The civilian population in the Democratic Republic of Congo (DRC) has witnessed consecutive civil wars between 1996 and 2003 that have claimed an estimated five million lives, making it the world’s deadliest conflict since World War II. Despite repeated peace deals and strong United Nations presence, crimes are being perpetrated by armed groups operating in the eastern and north-eastern regions.
When the genocide in neighboring Rwanda ended in 1994, Hutu perpetrators fled from justice into the eastern provinces of the DRC, where they formed the Forces Democratique de Liberation du Rwanda (FDLR).
The presence of genocidaires in eastern provinces prompted an invasion by Rwanda and Uganda which led to the overthrow of long-standing dictator Mobutu Sese Seko.

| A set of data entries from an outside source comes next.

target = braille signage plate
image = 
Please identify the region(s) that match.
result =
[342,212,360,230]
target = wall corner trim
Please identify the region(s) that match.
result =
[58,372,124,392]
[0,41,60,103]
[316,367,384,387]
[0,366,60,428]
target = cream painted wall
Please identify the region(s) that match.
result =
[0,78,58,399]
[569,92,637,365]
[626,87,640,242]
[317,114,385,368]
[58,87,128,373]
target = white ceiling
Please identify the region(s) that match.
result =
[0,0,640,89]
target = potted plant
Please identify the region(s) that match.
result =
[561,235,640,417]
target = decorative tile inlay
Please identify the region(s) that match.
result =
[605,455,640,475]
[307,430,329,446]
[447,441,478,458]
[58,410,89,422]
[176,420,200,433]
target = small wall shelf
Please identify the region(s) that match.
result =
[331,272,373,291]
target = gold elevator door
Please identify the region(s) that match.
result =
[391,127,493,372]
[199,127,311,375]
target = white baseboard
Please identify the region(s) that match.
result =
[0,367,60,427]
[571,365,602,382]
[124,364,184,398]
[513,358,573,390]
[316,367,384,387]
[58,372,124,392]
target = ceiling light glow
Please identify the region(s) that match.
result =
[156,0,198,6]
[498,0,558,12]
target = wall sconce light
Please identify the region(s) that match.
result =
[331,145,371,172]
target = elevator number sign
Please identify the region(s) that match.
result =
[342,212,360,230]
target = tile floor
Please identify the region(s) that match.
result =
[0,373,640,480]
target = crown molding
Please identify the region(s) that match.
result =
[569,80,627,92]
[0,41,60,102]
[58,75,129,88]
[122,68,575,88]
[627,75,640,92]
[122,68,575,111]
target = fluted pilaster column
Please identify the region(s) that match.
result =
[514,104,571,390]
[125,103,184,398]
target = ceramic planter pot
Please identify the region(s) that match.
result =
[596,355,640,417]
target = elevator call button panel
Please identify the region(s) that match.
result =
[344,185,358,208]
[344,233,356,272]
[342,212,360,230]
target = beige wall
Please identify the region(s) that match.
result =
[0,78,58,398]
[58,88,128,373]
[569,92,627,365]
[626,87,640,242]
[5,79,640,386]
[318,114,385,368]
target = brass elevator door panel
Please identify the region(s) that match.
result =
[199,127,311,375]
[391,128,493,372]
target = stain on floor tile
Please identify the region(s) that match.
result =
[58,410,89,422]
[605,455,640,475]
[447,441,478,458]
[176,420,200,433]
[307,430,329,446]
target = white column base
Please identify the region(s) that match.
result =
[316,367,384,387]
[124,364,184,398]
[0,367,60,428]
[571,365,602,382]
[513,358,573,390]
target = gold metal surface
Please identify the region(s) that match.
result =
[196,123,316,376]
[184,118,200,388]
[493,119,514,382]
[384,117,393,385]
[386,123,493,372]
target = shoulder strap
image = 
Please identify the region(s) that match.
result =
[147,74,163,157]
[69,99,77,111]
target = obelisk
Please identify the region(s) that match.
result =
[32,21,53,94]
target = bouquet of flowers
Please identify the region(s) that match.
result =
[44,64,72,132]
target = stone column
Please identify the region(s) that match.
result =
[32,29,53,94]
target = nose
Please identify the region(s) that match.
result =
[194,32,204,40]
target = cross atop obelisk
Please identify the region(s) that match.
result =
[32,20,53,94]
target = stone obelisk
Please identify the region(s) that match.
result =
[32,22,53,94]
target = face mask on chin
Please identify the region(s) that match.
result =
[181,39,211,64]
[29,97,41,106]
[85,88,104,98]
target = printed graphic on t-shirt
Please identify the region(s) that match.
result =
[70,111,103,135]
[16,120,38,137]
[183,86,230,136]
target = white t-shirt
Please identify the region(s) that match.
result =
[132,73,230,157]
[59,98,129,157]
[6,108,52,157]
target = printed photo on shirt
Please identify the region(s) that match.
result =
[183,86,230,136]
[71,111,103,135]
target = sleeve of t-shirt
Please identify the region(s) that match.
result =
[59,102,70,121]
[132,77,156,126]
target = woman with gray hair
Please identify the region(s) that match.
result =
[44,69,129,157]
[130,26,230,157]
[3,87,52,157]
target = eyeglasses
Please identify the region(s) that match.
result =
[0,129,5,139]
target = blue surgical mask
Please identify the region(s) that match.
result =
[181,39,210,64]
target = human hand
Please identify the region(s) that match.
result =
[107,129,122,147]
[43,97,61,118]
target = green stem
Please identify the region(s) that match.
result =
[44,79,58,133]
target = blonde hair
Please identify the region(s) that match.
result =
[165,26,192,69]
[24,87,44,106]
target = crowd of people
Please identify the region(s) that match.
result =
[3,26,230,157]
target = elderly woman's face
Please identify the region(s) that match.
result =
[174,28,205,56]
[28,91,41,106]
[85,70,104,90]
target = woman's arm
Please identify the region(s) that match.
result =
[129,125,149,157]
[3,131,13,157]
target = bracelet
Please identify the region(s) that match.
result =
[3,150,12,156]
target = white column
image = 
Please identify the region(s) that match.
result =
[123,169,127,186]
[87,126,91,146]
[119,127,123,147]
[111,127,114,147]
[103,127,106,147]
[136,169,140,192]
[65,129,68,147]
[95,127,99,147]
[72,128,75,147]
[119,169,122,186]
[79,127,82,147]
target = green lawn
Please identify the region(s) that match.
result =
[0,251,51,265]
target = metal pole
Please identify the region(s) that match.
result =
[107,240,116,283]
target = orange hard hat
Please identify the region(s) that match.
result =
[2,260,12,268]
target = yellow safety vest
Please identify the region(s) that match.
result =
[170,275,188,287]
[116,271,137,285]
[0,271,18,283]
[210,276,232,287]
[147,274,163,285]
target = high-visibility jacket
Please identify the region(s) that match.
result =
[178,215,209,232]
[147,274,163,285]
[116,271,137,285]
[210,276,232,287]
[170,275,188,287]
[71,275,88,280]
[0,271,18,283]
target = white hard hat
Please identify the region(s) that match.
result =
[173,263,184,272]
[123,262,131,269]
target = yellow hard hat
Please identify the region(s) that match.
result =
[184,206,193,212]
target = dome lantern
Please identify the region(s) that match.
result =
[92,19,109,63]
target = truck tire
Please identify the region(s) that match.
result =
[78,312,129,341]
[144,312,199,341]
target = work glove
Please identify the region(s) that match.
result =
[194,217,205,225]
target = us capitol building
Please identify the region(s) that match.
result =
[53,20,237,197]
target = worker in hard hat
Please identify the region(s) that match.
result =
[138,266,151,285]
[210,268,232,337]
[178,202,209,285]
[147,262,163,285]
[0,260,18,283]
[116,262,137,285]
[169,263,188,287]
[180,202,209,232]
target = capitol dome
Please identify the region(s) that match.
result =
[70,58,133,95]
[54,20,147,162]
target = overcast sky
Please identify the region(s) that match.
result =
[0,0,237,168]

Laurant Desire Kabila, who led the rebellion to overthrow Mobutu, became President.
Kabila declared war on his former allies Rwanda and Uganda and the ensuing conflict from 1998 to 2002, which has been nicknamed “Africa’s World War,” drew in several neighboring countries as well as several other regional militias.
Despite various peace agreements, violence in DRC is ongoing and civilians continue to be targeted, particularly in the eastern provinces of North Kivu, South Kivu, and Orientale. Both government and rebel forces have been implicated in attacks on civilians. The ongoing violence takes many forms including mass killings, rape, and torture.